Carrying 1,529 passengers, it did not take too long for the Bellubera to achieve its reputation as a hoodoo ship. On 10 May 1910, soon after being launched and while been fitted out, chains holding one of the 40 ton boilers broke and it fell into the hull causing considerable damage.
The next trouble the Bellubera got into was off Dobroyd Head (opposite The Heads) on 2 April 1914 when she cut in half the Kate, a tug which was towing a lighter. It was lucky that the lighter was not hit as it was carrying a considerable amount of high explosives. The Bellubera was not damaged. The next 21 years appear to have been fairly uneventful.
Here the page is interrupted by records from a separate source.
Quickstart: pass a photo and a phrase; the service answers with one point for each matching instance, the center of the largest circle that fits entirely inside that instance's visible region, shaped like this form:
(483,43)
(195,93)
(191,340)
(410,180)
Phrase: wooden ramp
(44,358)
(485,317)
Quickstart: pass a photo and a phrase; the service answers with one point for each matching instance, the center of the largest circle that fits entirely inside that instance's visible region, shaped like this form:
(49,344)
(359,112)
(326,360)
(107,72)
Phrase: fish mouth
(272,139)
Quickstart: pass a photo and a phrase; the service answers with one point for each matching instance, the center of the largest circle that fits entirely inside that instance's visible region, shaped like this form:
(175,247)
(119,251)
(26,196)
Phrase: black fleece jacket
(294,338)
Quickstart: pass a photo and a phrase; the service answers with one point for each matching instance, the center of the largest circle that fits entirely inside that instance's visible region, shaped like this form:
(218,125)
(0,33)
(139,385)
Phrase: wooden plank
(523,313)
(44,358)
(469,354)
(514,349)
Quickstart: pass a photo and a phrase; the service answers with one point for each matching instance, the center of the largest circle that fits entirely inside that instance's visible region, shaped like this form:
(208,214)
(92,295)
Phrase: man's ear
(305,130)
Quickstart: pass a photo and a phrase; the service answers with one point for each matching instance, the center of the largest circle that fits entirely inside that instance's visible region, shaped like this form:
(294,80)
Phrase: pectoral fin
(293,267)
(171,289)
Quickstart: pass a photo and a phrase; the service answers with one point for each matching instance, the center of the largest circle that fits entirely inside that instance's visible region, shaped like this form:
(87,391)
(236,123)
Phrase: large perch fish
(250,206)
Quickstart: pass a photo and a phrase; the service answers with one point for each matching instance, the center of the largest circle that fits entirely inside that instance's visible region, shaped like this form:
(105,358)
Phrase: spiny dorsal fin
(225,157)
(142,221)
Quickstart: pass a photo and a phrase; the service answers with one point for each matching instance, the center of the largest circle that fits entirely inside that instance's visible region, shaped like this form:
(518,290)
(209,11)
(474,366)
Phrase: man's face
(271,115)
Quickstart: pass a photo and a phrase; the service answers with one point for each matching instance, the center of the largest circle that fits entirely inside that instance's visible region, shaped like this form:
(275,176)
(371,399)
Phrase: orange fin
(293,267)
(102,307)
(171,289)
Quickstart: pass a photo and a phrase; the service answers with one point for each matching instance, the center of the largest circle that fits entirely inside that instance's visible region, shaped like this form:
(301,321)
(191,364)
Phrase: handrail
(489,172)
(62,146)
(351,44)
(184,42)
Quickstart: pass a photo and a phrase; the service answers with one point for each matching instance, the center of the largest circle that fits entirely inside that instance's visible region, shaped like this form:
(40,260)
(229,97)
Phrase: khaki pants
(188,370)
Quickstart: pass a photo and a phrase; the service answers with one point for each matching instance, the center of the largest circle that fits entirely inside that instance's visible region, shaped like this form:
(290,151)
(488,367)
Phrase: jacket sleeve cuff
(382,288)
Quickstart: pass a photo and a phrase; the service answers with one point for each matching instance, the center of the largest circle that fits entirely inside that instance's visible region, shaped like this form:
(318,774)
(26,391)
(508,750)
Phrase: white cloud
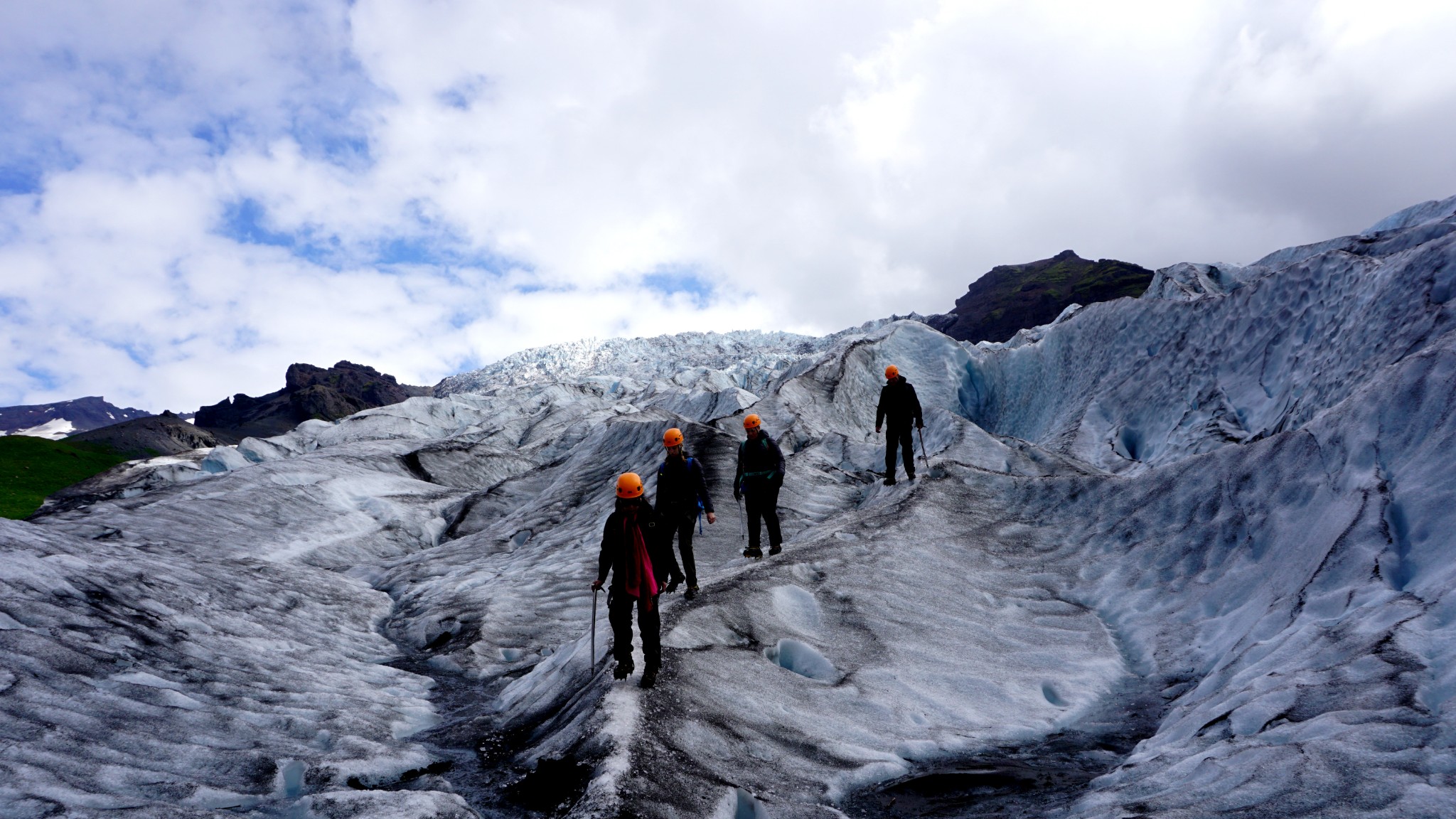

The steam powered ferries were expensive and inconvenient to operate. For this reason, it was decided to convert the Bellubera to diesel electric power. In September 1935 after just over 25 years service, the Bellubera went into have her steam engines removed and be converted to diesel-electric. The Bellubera was only the second British vessel (note this anachronism) to be so converted. After the steam engines and boilers were removed, the Bellubera had four Harland & Wolff five cylinder two-stroke diesel engines of 450 bhp installed. These drove direct-current generators which supplied electric current to four electric-propulsion motors of 615 hp each. Two 85 bhp diesel engines were installed to power the generating plant for lighting and auxiliary power.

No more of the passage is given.